Quegli anfibi stretti mi sembrano l'immagine della dittatura che aleggia in
Salvador, fragilissima democrazia appena uscita da decenni di guerra
civile, di repressione, di indicibili violenze, di martiri. E ora
schiacciata da una violenza economica altrettanto potente, da una divisione
spaventosa tra chi ha tutto e chi non ha niente, tra chi ha tutto il potere
e lo ha sempre avuto e i tanti sfruttati di questo paese. Nei campi
divorati dalle multinazionali, o nelle 'maquile', le industrie di
assemblaggio zona franca da qualsiasi diritto sindacale, anche quello alla
vita. Chi ha e chi non ha. Chi sfrutta e chi crepa, si', no. Arriviamo con
i nostri bagagli stanchi all'ultimo controllo. Un detector? Un carrello
mobile con raggi X? Niente di tutto questo. Consegnando il modulo
dell'ingresso in Salvador al militare vieni gentilmente invitato a premere
il bottone di un semaforo giallo, e come in una lotteria, ad attenderne la
risposta, il verdetto. Verde, passi. Rosso, ti fermi. E salti un giro.
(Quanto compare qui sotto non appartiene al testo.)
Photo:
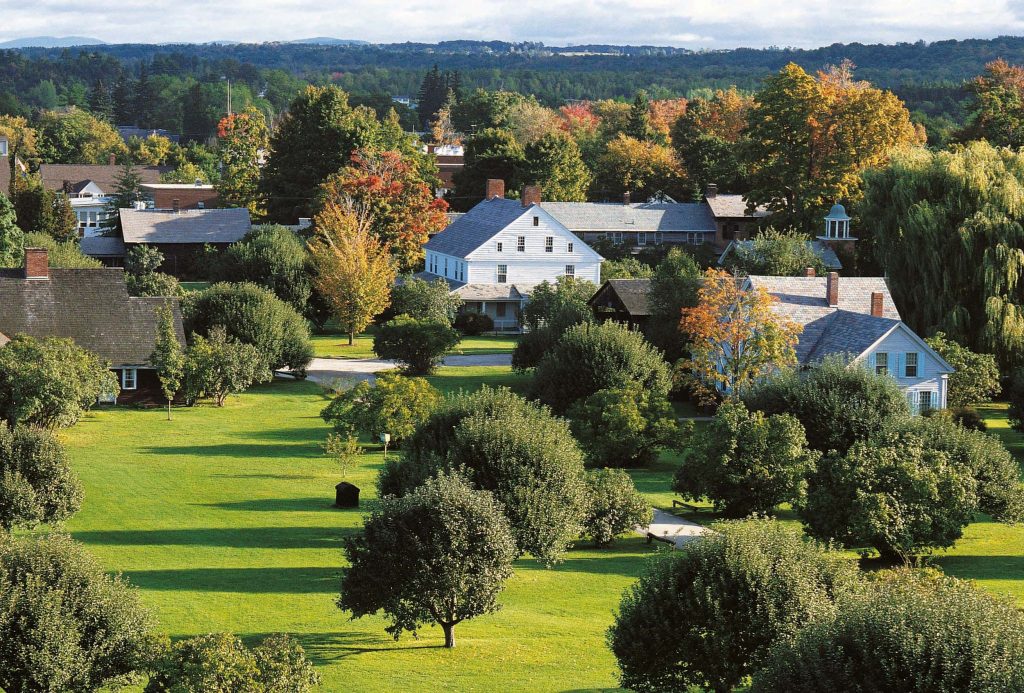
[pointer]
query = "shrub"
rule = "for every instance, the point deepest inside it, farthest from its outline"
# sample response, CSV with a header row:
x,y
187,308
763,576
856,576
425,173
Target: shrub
x,y
592,357
425,300
624,427
219,662
836,401
218,366
976,377
512,447
615,506
913,633
439,555
251,314
273,257
37,483
893,492
473,323
65,623
745,462
394,404
50,382
707,617
418,345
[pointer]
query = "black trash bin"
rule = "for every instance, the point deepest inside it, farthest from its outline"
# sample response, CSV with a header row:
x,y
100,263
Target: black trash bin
x,y
346,495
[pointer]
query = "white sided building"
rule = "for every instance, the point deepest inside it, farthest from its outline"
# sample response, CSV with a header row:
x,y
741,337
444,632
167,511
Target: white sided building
x,y
495,254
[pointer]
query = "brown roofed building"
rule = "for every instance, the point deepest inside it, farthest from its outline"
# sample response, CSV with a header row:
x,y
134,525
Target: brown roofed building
x,y
92,307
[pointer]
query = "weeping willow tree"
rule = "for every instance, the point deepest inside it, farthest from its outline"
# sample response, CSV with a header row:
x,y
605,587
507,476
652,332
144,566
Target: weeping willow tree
x,y
947,230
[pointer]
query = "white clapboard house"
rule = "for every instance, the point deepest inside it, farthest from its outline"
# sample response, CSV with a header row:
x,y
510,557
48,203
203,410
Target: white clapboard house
x,y
494,255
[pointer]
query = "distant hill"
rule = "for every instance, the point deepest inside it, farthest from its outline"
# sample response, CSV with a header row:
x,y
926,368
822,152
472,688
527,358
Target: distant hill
x,y
328,41
51,42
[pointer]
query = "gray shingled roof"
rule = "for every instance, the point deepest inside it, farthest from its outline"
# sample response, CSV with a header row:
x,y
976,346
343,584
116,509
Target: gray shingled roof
x,y
90,306
844,329
632,294
102,246
733,207
188,226
103,175
475,227
650,217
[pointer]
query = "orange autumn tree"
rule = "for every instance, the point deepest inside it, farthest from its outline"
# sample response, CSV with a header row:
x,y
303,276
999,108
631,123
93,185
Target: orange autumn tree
x,y
354,270
388,188
735,337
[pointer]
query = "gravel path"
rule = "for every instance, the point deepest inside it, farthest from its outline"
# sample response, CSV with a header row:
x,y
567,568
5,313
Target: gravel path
x,y
327,371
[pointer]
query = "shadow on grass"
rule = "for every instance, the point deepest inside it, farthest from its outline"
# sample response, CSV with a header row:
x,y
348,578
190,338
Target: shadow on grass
x,y
244,580
312,504
241,537
982,567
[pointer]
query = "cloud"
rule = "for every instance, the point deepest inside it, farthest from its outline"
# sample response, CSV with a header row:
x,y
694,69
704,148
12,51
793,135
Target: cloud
x,y
693,24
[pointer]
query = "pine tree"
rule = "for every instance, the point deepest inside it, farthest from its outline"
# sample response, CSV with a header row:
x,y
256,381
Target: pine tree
x,y
168,357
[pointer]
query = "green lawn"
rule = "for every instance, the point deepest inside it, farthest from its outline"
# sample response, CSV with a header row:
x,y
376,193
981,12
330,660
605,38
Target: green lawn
x,y
223,520
335,345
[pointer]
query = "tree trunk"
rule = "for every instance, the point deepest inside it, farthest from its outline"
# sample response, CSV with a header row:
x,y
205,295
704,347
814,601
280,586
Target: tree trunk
x,y
449,634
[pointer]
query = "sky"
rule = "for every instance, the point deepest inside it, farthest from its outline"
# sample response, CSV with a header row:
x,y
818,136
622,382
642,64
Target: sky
x,y
689,24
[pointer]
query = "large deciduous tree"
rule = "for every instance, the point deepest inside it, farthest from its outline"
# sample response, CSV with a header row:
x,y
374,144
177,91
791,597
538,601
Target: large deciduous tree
x,y
354,269
811,139
242,141
390,190
735,338
948,231
439,555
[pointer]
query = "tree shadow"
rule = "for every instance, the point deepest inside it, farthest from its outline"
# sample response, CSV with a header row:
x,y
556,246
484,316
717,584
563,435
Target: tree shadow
x,y
240,537
312,504
241,580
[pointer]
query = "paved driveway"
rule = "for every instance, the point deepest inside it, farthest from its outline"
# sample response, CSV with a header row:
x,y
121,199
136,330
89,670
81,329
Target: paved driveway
x,y
326,371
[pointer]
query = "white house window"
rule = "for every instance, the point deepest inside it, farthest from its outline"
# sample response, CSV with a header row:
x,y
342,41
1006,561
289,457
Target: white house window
x,y
910,370
881,363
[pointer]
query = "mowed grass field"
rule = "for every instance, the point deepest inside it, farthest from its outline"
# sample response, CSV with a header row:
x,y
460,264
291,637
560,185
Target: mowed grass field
x,y
333,344
223,519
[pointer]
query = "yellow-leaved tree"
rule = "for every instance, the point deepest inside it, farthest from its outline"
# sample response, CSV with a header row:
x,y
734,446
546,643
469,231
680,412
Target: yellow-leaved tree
x,y
735,337
354,270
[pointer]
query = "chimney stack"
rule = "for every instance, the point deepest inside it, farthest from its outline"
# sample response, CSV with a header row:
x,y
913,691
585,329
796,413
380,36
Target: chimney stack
x,y
496,188
37,264
832,289
877,304
530,196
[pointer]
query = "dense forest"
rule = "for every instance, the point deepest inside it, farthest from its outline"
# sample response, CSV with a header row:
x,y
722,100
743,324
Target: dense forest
x,y
185,86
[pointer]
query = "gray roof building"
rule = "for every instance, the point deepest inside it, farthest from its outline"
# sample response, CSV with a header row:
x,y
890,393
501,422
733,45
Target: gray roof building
x,y
184,226
90,306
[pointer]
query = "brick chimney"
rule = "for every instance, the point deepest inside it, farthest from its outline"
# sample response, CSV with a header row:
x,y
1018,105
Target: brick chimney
x,y
496,188
832,289
37,264
530,196
877,303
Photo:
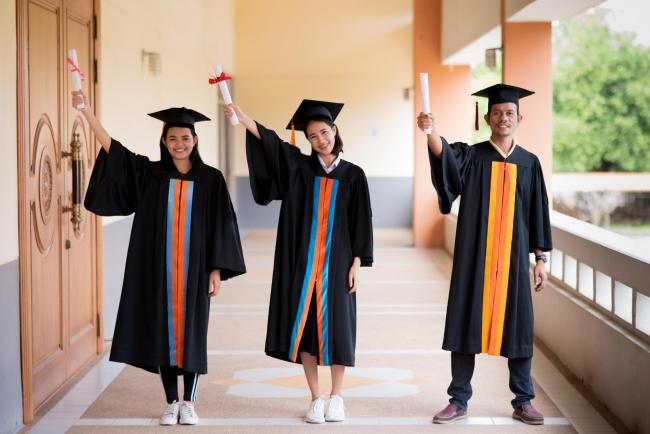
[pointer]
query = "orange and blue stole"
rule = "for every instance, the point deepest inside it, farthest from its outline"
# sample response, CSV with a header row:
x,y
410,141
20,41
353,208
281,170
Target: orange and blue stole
x,y
317,269
179,222
503,187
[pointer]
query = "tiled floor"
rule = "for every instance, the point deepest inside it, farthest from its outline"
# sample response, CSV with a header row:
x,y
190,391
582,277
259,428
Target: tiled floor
x,y
399,381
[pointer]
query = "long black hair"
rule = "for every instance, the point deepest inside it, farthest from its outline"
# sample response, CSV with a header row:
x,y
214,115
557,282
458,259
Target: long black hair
x,y
338,141
166,158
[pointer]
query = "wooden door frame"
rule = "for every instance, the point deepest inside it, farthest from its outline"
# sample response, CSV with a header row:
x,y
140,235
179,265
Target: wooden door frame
x,y
24,245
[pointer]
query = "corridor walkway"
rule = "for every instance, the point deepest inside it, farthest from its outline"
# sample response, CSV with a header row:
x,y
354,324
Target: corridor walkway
x,y
398,384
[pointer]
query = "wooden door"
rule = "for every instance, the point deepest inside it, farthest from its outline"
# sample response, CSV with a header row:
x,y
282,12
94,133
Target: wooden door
x,y
60,287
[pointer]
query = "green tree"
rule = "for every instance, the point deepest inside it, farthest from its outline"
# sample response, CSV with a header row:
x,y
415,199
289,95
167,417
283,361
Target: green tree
x,y
601,98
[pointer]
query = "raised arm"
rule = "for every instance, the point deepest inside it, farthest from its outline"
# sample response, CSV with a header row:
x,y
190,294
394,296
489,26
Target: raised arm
x,y
244,119
425,120
102,136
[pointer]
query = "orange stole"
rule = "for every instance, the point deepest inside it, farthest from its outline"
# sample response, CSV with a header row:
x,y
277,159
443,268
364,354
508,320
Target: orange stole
x,y
503,186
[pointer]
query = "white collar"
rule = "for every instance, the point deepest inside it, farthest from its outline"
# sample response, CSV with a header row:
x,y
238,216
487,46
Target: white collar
x,y
333,166
498,149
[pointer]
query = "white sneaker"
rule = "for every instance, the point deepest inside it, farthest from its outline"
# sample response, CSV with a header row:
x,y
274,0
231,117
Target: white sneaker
x,y
170,416
316,413
335,409
188,415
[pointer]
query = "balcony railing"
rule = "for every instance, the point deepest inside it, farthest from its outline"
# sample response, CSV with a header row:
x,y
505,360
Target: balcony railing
x,y
608,271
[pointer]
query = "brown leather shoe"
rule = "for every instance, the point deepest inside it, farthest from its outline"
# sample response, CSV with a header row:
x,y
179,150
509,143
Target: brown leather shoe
x,y
450,414
527,414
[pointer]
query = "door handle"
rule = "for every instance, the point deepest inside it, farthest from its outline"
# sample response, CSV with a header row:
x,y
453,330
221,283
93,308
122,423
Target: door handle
x,y
75,155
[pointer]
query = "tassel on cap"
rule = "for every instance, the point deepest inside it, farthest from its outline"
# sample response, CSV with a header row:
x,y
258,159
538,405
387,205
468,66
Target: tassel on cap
x,y
293,135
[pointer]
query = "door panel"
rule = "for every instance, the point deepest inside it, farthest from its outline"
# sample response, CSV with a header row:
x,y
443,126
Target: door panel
x,y
82,307
59,271
45,187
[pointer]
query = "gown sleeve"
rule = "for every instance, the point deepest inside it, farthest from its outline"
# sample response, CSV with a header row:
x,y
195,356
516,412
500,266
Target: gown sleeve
x,y
539,221
225,246
447,172
271,163
117,181
360,219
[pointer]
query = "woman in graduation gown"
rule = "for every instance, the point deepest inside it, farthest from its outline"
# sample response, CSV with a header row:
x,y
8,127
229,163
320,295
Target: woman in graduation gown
x,y
324,236
184,242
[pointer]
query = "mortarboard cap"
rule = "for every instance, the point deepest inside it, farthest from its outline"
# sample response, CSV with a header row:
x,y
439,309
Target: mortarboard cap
x,y
179,115
500,93
310,109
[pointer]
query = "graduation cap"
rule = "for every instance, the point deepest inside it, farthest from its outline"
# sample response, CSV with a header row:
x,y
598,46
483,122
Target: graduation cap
x,y
310,109
179,115
500,93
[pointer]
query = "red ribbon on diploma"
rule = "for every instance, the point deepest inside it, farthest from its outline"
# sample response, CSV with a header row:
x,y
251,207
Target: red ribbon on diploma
x,y
220,78
75,68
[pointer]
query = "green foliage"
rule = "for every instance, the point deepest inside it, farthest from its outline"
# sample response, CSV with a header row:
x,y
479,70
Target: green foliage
x,y
601,98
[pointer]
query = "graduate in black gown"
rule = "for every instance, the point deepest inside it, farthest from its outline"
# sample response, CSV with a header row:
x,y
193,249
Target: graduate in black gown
x,y
324,236
503,217
184,242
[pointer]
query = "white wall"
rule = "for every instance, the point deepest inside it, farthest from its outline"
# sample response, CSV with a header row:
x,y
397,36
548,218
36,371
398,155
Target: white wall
x,y
473,31
8,165
190,36
357,52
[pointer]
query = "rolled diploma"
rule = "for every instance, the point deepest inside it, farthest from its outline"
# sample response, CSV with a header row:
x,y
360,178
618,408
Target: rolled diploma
x,y
225,93
424,89
76,78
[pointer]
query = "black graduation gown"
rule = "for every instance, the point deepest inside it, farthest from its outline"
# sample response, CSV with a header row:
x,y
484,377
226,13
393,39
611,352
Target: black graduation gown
x,y
325,222
503,216
164,308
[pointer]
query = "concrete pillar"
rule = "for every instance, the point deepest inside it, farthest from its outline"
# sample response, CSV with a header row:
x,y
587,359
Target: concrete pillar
x,y
449,88
527,62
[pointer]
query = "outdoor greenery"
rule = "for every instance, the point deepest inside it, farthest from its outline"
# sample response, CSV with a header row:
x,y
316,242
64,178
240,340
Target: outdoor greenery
x,y
601,98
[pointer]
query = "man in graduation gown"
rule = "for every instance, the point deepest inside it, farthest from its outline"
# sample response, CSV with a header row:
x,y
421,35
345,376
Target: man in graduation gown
x,y
503,217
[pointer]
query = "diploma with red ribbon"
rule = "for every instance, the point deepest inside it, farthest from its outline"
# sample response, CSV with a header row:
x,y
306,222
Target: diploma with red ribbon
x,y
77,75
424,89
220,79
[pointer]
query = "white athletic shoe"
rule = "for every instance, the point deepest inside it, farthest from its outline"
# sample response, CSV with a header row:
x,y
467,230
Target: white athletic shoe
x,y
316,413
188,415
335,409
170,416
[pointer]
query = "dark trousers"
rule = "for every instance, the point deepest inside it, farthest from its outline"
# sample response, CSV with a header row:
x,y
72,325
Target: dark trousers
x,y
169,377
462,369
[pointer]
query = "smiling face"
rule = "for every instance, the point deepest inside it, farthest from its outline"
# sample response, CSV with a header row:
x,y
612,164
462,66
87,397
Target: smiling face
x,y
180,142
504,119
321,137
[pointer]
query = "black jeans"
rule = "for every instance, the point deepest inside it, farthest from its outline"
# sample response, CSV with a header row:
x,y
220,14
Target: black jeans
x,y
462,369
169,377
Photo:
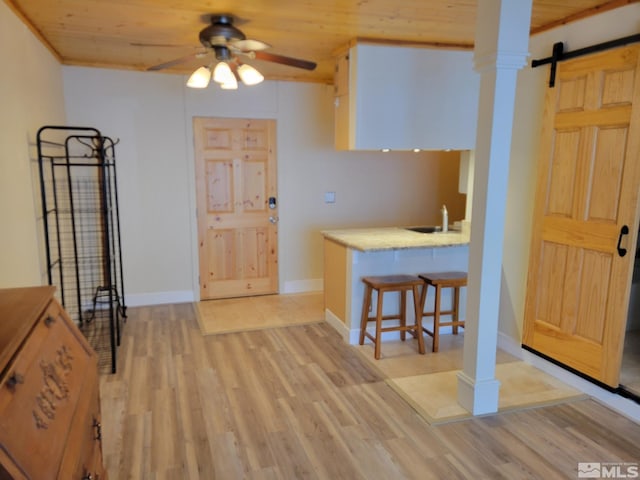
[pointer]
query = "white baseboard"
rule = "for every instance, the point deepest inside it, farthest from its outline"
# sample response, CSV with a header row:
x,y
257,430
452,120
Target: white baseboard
x,y
303,286
158,298
616,402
Cioe' ti aprono la valigia.
Fifty-fifty, o la va o la spacca, tertium non datur direbbero i latini, non
c'e' una terza possibilita'. Il caso piu' puro, L'arbitrio piu' perfetto,
l'alea piu' incerta e al tempo stesso emozionante. La degna conclusione
fatale di una giornata passata a superare check-in, esibire carte di
imbarco, mostrare documenti su documenti per sentirsi in diritto di
passare. Controlli casuali, apertura di bagaglio a pesca della sfortuna,
percorsi lunghi e imcomprensibili, code, file, metodi bruschi e
intimidatori, facce scure a scrutare il tuo profilo e quello sul tuo
passaporto.
Specie a Miami, lembo della "terra della liberta'", dove ti perquisicono
scalzo anche le scarpe davanti a gente ai tavolini che ingoia Fast-food.
Le persone in coda, le merci e i soldi "liberi", ovviamente sempre nella
stessa direzione. I volti paradossalmente voluti e contradditori della
cosiddetta globalizzazione, o colonizzazione. Vado incontro timoroso al
militare, gli porgo il mio modulo di ingresso, davanti a lui leggermente
divertito premo il bottone del semaforo verde-rosso. E' il mio turno. Passi
o ti fermi e apri la valigia sotto gli occhi inquisitori del militare. Ti
lascio passare o ti blocco (almeno per un po'). Si', no. Un attimo di
brivido e trepidazione, poi appare la luce verde del faretto piu' basso,
come ad un normale incrocio di macchine. E' stato si'. Almeno per questa volta.
[Nota: Carlo Silva e' un educatore Scout milanese che si trova in Salvador
per un viaggio di solidarieta' con la popolazione locale. Le pagine
successive del suo diario, redatte in questi giorni con carta e penna,
verranno pubblicate nei prossimi giorni su peacelink.it]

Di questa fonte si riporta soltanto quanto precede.